Let's Make Every Pull Request Meaningful: An Empirical Analysis of Developer and Agentic Pull Requests
- URL: http://arxiv.org/abs/2601.18749v1
- Date: Mon, 26 Jan 2026 18:16:10 GMT
- Title: Let's Make Every Pull Request Meaningful: An Empirical Analysis of Developer and Agentic Pull Requests
- Authors: Haruhiko Yoshioka, Takahiro Monno, Haruka Tokumasu, Taiki Wakamatsu, Yuki Ota, Nimmi Weeraddana, Kenichi Matsumoto,
- Abstract summary: We conduct a large-scale empirical analysis of 40,214 PRs collected from the AIDev dataset.<n>We extract 64 features across six families and fit statistical regression models to compare PR merge outcomes for human and agentic PRs.<n>Our results show that submitter attributes dominate merge outcomes for both groups, while review-related features exhibit contrasting effects between human and agentic PRs.

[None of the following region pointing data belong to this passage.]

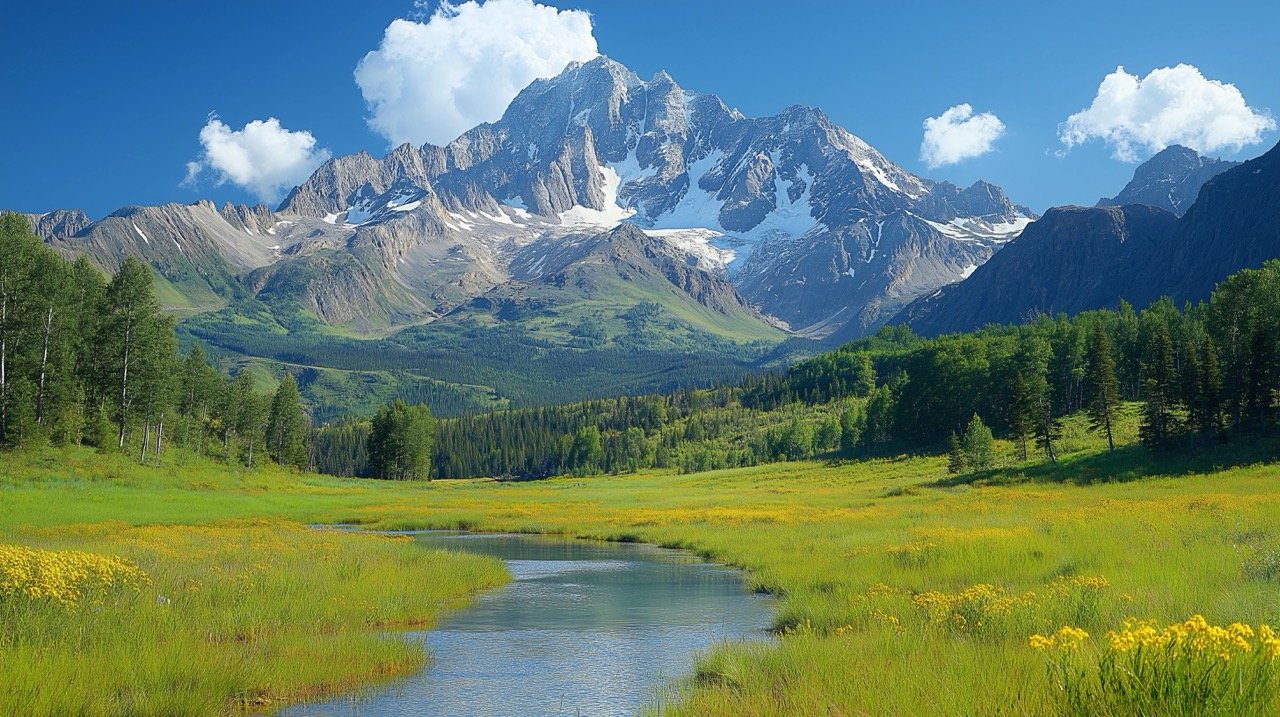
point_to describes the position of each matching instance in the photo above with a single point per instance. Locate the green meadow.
(901, 589)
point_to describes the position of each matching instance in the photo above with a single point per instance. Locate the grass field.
(903, 590)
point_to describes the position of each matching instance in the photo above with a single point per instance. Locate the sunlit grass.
(206, 615)
(903, 590)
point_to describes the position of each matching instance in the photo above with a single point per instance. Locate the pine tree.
(1208, 393)
(1104, 389)
(1022, 405)
(955, 455)
(287, 425)
(1160, 391)
(131, 337)
(19, 251)
(977, 444)
(1033, 359)
(401, 441)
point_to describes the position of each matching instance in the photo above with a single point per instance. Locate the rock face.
(810, 223)
(1075, 259)
(58, 223)
(1234, 224)
(1070, 260)
(1170, 179)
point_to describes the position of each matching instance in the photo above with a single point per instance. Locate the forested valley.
(1200, 374)
(92, 360)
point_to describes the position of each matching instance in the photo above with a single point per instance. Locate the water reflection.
(585, 628)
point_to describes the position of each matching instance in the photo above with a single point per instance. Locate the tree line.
(87, 359)
(1202, 374)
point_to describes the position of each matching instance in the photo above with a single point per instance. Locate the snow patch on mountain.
(611, 215)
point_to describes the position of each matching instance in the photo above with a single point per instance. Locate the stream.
(584, 629)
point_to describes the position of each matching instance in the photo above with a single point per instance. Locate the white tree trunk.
(124, 382)
(44, 365)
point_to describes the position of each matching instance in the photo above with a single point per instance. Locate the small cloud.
(432, 81)
(263, 156)
(958, 135)
(1174, 105)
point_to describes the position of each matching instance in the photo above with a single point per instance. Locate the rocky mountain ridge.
(1075, 259)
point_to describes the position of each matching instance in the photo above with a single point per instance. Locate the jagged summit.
(1170, 179)
(807, 219)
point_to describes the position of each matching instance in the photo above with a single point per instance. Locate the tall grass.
(903, 590)
(222, 616)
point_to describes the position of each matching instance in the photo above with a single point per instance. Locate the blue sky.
(105, 103)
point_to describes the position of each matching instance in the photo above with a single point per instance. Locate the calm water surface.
(592, 629)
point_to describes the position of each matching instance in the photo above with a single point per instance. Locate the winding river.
(585, 629)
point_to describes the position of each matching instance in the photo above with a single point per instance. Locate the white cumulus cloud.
(1174, 105)
(432, 81)
(263, 156)
(958, 135)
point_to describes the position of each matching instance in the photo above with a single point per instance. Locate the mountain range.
(615, 234)
(1075, 259)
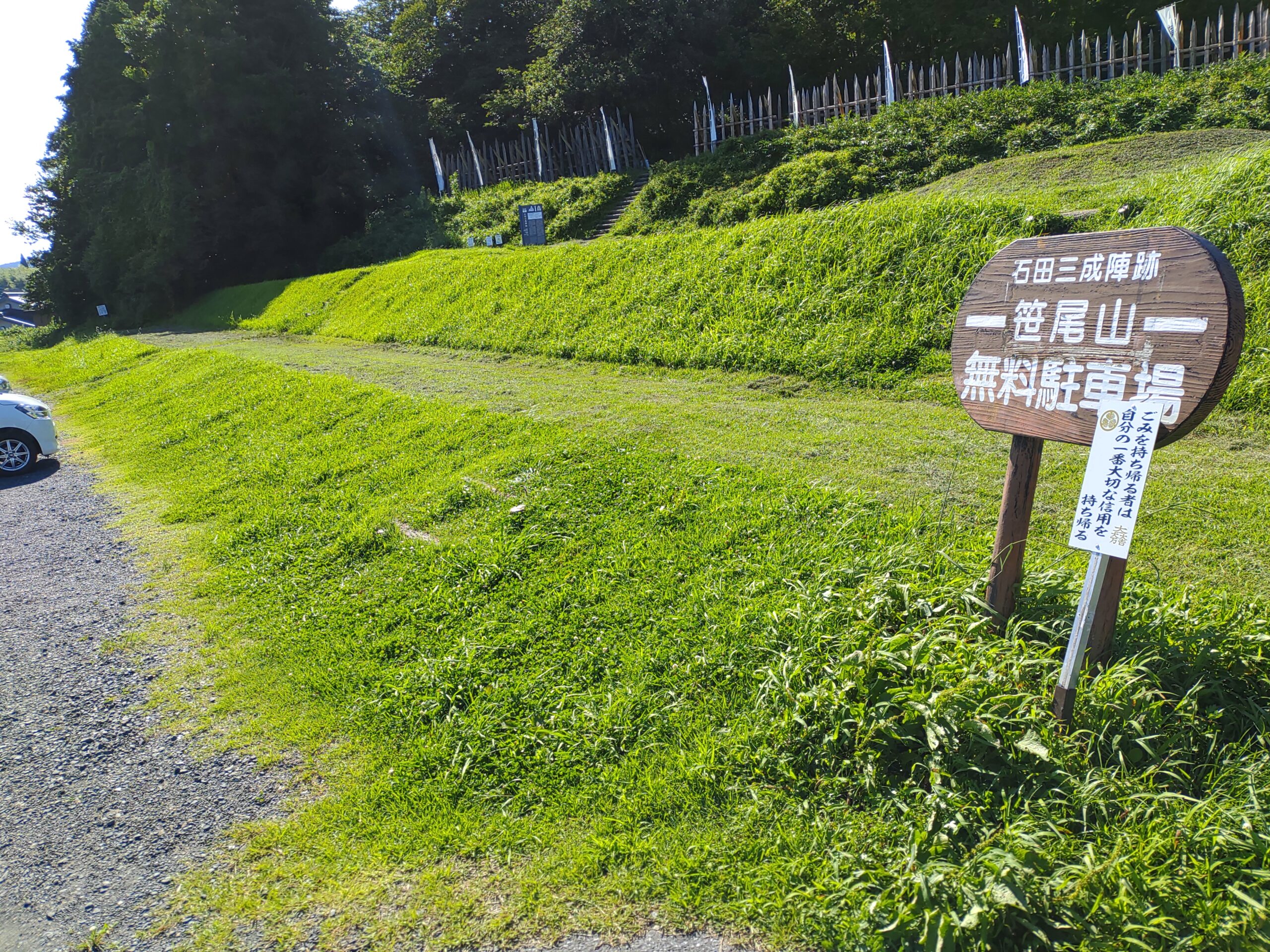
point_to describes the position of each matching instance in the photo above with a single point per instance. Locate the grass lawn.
(691, 638)
(912, 447)
(592, 662)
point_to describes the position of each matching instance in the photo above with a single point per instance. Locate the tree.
(205, 143)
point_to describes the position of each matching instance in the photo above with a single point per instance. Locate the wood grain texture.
(1046, 314)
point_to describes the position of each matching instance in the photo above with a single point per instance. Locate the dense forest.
(209, 143)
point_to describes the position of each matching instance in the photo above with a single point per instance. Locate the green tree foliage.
(203, 141)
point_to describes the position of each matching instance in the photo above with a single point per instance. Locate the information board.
(1115, 476)
(534, 230)
(1055, 325)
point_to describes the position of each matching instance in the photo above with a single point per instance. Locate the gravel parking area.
(98, 810)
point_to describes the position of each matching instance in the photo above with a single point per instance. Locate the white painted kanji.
(1118, 266)
(1105, 380)
(1017, 379)
(1162, 384)
(981, 377)
(1070, 321)
(1115, 334)
(1066, 273)
(1049, 388)
(1070, 386)
(1147, 266)
(1029, 315)
(1091, 268)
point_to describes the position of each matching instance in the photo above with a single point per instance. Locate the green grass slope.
(549, 681)
(913, 144)
(571, 209)
(864, 294)
(790, 171)
(1080, 175)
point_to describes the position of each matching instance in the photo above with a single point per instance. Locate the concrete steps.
(623, 205)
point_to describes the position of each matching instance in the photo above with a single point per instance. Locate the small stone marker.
(1055, 327)
(532, 225)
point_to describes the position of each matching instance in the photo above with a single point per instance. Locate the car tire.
(17, 455)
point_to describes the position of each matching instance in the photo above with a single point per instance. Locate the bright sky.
(36, 56)
(35, 59)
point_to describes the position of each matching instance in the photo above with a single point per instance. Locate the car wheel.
(17, 455)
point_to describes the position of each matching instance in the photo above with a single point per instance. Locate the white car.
(26, 432)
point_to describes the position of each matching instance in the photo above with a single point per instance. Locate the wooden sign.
(1055, 325)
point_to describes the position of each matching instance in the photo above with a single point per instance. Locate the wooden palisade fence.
(602, 144)
(1081, 59)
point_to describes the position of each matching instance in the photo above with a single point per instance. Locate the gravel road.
(98, 809)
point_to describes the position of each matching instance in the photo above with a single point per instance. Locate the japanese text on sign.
(1055, 325)
(1115, 475)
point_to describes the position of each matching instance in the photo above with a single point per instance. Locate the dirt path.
(98, 810)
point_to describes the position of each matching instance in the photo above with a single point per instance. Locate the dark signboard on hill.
(1053, 325)
(1062, 334)
(534, 230)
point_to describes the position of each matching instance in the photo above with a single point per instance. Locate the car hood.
(13, 399)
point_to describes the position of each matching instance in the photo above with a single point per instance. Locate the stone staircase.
(623, 205)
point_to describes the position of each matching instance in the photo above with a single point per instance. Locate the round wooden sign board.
(1052, 325)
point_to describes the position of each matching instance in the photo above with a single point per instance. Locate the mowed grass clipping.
(863, 294)
(552, 682)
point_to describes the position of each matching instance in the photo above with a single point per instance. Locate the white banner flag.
(890, 73)
(710, 107)
(609, 140)
(436, 164)
(794, 103)
(480, 176)
(1024, 59)
(538, 149)
(1173, 24)
(1115, 476)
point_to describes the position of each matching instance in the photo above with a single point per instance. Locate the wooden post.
(1016, 506)
(1103, 629)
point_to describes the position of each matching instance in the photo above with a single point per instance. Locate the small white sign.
(1115, 476)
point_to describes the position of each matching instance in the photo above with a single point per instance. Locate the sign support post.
(1016, 506)
(1065, 694)
(1107, 611)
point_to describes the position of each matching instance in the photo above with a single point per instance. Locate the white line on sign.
(1176, 325)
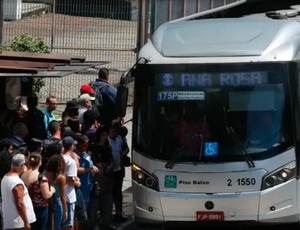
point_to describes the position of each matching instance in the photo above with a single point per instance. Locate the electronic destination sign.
(189, 86)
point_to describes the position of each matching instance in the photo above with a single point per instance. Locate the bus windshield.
(212, 112)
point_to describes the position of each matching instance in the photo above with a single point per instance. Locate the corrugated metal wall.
(100, 30)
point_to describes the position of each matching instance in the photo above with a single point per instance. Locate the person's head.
(32, 101)
(20, 130)
(114, 130)
(54, 127)
(86, 88)
(101, 134)
(103, 74)
(70, 133)
(54, 148)
(72, 108)
(34, 160)
(6, 145)
(82, 143)
(86, 100)
(68, 143)
(56, 165)
(51, 103)
(74, 124)
(34, 145)
(89, 118)
(17, 103)
(18, 163)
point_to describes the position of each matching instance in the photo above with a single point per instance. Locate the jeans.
(41, 214)
(104, 203)
(58, 214)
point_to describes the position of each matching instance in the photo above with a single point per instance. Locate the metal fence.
(99, 30)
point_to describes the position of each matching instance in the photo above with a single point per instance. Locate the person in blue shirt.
(109, 94)
(86, 167)
(51, 104)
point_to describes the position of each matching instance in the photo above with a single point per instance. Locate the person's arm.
(18, 193)
(61, 182)
(46, 189)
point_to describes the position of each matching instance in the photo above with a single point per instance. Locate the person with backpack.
(39, 190)
(51, 104)
(106, 95)
(34, 119)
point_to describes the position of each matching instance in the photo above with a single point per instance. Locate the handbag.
(80, 207)
(126, 161)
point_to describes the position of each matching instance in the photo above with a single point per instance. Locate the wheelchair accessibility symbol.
(211, 149)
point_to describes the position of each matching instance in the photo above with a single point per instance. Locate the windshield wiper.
(175, 158)
(237, 140)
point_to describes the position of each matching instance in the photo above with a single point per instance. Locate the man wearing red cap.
(86, 88)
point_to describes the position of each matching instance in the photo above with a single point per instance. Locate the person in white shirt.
(85, 103)
(72, 180)
(16, 203)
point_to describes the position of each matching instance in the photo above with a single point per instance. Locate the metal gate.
(100, 30)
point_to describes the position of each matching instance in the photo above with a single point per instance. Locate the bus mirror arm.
(128, 76)
(230, 131)
(174, 159)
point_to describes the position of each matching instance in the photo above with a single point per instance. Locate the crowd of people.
(66, 173)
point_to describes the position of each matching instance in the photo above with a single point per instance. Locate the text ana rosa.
(190, 182)
(224, 79)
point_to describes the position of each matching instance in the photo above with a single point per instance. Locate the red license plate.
(210, 216)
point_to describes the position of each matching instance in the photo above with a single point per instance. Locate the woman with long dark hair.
(39, 190)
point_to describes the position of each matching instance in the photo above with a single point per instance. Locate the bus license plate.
(210, 216)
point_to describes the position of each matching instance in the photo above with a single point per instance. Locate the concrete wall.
(114, 9)
(12, 9)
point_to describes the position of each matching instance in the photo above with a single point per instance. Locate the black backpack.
(34, 120)
(99, 97)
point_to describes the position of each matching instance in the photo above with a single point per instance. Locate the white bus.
(216, 123)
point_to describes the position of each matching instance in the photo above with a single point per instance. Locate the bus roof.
(224, 40)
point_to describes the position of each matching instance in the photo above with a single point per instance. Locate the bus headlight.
(279, 176)
(142, 177)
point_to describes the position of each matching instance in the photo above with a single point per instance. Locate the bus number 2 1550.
(242, 182)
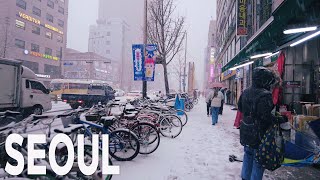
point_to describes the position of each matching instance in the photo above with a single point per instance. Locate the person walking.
(215, 105)
(221, 94)
(208, 101)
(256, 105)
(228, 95)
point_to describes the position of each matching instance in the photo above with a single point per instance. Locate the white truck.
(20, 90)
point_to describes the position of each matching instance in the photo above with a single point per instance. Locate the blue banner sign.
(149, 65)
(138, 61)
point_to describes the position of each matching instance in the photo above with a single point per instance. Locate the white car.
(119, 93)
(134, 94)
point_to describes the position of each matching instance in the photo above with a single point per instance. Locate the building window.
(60, 39)
(50, 18)
(35, 48)
(20, 24)
(61, 10)
(48, 35)
(36, 11)
(20, 44)
(60, 23)
(36, 30)
(58, 53)
(22, 4)
(48, 51)
(50, 4)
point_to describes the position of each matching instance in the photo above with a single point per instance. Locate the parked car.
(119, 93)
(21, 90)
(134, 94)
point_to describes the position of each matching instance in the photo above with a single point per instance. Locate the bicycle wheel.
(170, 126)
(148, 136)
(123, 145)
(76, 174)
(182, 115)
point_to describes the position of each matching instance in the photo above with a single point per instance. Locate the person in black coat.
(258, 96)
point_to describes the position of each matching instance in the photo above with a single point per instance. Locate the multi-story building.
(116, 30)
(212, 67)
(34, 32)
(89, 65)
(249, 31)
(110, 40)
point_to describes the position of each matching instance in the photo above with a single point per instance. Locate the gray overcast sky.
(83, 13)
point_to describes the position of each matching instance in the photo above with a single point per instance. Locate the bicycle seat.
(108, 120)
(130, 116)
(37, 117)
(9, 113)
(71, 129)
(117, 113)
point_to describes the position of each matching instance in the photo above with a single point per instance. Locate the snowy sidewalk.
(200, 152)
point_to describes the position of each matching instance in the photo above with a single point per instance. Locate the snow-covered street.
(201, 152)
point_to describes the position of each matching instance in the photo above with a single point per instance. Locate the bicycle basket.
(66, 121)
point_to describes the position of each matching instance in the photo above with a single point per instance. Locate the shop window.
(31, 65)
(50, 18)
(61, 10)
(22, 4)
(53, 71)
(60, 23)
(35, 30)
(48, 35)
(20, 44)
(50, 4)
(60, 39)
(20, 24)
(35, 48)
(36, 11)
(48, 51)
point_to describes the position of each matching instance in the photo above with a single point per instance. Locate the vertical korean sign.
(242, 25)
(138, 61)
(150, 62)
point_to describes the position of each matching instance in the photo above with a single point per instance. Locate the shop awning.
(270, 37)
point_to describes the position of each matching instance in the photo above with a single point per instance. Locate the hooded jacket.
(258, 99)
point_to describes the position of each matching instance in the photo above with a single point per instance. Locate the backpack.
(249, 127)
(270, 153)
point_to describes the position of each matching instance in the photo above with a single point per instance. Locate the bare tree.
(166, 30)
(177, 70)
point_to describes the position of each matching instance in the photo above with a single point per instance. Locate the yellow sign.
(36, 54)
(53, 28)
(29, 18)
(37, 21)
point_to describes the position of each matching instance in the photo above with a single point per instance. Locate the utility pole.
(185, 64)
(144, 83)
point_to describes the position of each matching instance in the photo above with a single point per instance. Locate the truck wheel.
(74, 106)
(37, 110)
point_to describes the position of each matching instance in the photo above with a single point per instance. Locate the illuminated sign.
(53, 28)
(43, 76)
(46, 56)
(29, 18)
(37, 21)
(242, 25)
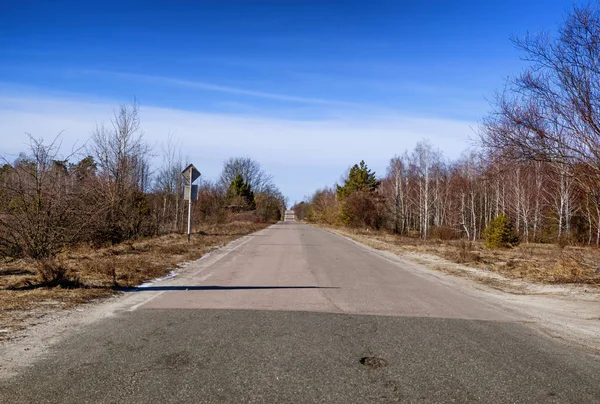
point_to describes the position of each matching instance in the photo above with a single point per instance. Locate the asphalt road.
(299, 315)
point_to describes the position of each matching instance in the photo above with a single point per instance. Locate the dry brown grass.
(26, 294)
(543, 263)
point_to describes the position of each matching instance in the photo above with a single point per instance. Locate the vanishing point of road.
(296, 314)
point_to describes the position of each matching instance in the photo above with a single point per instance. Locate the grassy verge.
(542, 263)
(89, 274)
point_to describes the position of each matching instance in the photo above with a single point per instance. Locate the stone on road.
(298, 314)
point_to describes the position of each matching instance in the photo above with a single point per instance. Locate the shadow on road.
(192, 288)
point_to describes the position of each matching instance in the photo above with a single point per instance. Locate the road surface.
(296, 314)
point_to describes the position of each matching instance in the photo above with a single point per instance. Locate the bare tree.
(251, 172)
(122, 156)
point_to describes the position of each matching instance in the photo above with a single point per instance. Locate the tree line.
(108, 192)
(538, 163)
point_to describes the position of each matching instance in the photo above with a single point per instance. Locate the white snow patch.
(171, 275)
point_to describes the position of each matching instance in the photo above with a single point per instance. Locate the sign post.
(190, 193)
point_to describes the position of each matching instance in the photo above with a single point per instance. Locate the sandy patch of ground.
(569, 312)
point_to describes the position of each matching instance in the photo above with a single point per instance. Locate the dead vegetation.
(542, 263)
(30, 289)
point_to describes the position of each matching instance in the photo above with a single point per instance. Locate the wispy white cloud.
(303, 155)
(217, 88)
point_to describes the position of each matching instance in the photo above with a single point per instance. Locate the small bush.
(53, 273)
(500, 234)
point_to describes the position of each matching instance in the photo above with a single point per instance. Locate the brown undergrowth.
(31, 289)
(542, 263)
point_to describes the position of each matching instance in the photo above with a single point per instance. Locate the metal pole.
(190, 209)
(190, 216)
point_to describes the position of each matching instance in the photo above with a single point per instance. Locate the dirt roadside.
(567, 312)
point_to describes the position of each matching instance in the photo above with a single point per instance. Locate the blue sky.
(307, 88)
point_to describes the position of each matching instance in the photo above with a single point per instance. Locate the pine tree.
(500, 234)
(360, 178)
(241, 193)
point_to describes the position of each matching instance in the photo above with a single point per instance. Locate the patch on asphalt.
(373, 362)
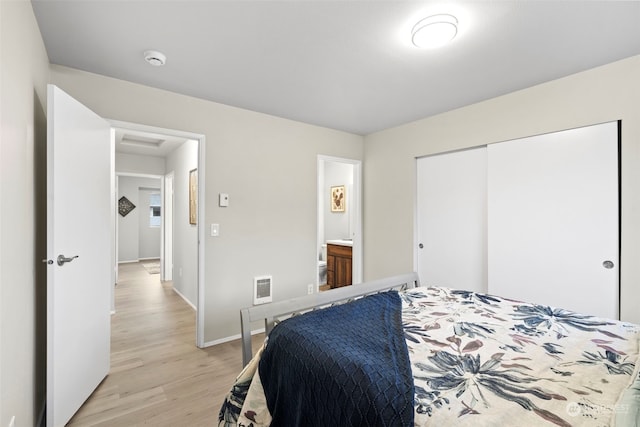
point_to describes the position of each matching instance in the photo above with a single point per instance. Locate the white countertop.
(340, 242)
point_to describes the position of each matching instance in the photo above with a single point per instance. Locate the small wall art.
(338, 199)
(125, 206)
(193, 196)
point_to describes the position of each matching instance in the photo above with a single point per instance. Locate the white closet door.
(553, 219)
(451, 220)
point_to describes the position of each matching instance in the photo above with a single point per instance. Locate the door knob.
(62, 259)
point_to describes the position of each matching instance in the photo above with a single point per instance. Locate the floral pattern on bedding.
(483, 360)
(480, 360)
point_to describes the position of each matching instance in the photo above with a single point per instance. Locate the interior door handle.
(62, 259)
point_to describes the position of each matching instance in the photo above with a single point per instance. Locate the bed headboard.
(273, 312)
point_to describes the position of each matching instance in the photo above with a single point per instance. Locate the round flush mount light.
(434, 31)
(155, 58)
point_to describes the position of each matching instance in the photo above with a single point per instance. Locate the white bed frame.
(274, 312)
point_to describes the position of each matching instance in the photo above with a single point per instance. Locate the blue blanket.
(346, 365)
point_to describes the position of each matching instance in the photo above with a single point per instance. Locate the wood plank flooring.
(158, 376)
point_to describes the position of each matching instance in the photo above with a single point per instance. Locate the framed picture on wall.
(338, 199)
(193, 196)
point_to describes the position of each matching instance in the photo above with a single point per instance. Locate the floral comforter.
(481, 360)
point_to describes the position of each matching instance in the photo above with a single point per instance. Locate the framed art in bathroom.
(193, 196)
(338, 199)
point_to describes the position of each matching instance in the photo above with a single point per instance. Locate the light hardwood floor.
(158, 376)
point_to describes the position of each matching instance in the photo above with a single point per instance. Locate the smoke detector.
(155, 58)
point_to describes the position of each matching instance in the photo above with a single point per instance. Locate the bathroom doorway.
(339, 219)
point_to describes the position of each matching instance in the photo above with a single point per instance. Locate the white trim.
(200, 138)
(184, 298)
(139, 175)
(356, 232)
(200, 299)
(232, 338)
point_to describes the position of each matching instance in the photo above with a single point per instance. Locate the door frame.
(166, 249)
(200, 138)
(356, 211)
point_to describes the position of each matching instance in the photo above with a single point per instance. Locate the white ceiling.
(145, 143)
(343, 64)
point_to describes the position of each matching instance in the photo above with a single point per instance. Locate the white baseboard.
(231, 338)
(184, 298)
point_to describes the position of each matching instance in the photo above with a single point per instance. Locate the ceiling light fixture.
(155, 58)
(434, 31)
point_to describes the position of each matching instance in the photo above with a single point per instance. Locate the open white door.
(79, 215)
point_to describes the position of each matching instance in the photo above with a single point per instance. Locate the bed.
(390, 352)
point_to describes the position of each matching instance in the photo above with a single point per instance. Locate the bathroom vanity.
(339, 254)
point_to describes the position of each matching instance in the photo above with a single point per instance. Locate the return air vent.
(261, 289)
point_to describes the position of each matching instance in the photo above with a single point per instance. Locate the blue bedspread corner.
(343, 365)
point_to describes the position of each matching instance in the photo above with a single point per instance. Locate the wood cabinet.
(338, 265)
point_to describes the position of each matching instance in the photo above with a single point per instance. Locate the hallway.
(158, 376)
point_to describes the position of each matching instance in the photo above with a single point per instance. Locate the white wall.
(337, 224)
(185, 236)
(268, 167)
(130, 229)
(603, 94)
(149, 238)
(23, 76)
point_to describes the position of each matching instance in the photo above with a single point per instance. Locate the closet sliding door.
(451, 219)
(553, 222)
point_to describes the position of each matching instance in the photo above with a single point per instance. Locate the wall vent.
(262, 289)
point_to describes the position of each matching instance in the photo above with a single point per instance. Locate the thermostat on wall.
(261, 289)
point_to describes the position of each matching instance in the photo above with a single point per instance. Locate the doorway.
(342, 224)
(175, 153)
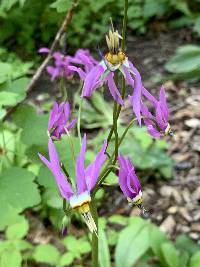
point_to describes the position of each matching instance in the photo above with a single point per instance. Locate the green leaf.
(17, 230)
(46, 178)
(76, 246)
(170, 254)
(10, 258)
(157, 238)
(186, 59)
(133, 242)
(61, 5)
(46, 254)
(33, 125)
(112, 237)
(184, 242)
(104, 254)
(17, 192)
(195, 260)
(7, 146)
(66, 259)
(14, 92)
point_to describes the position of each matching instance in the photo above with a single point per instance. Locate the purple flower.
(86, 178)
(104, 72)
(157, 125)
(129, 182)
(58, 120)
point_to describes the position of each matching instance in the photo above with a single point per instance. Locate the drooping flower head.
(129, 182)
(115, 59)
(59, 120)
(86, 179)
(157, 125)
(85, 60)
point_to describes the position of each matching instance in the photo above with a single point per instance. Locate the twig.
(39, 71)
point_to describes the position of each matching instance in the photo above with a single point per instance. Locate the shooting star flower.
(58, 120)
(86, 179)
(104, 72)
(157, 125)
(129, 182)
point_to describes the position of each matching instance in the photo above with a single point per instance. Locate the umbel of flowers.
(147, 109)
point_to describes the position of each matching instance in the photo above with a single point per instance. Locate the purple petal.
(43, 50)
(54, 72)
(153, 132)
(80, 169)
(150, 97)
(137, 92)
(80, 72)
(113, 89)
(54, 167)
(163, 103)
(53, 116)
(123, 178)
(93, 170)
(72, 124)
(160, 118)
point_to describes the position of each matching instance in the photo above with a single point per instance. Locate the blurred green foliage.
(139, 242)
(26, 185)
(185, 64)
(28, 25)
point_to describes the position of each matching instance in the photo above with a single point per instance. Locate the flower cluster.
(66, 66)
(96, 75)
(86, 179)
(58, 120)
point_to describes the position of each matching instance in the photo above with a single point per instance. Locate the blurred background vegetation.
(31, 208)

- Score: 0.944838645453772
- License: http://creativecommons.org/licenses/by/4.0/
- Abstract: The automatic generation of pull requests (PRs) using AI agents has become increasingly common. Although AI-generated PRs are fast and easy to create, their merge rates have been reported to be lower than those created by humans. In this study, we conduct a large-scale empirical analysis of 40,214 PRs collected from the AIDev dataset. We extract 64 features across six families and fit statistical regression models to compare PR merge outcomes for human and agentic PRs, as well as across three AI agents. Our results show that submitter attributes dominate merge outcomes for both groups, while review-related features exhibit contrasting effects between human and agentic PRs. The findings of this study provide insights into improving PR quality through human-AI collaboration.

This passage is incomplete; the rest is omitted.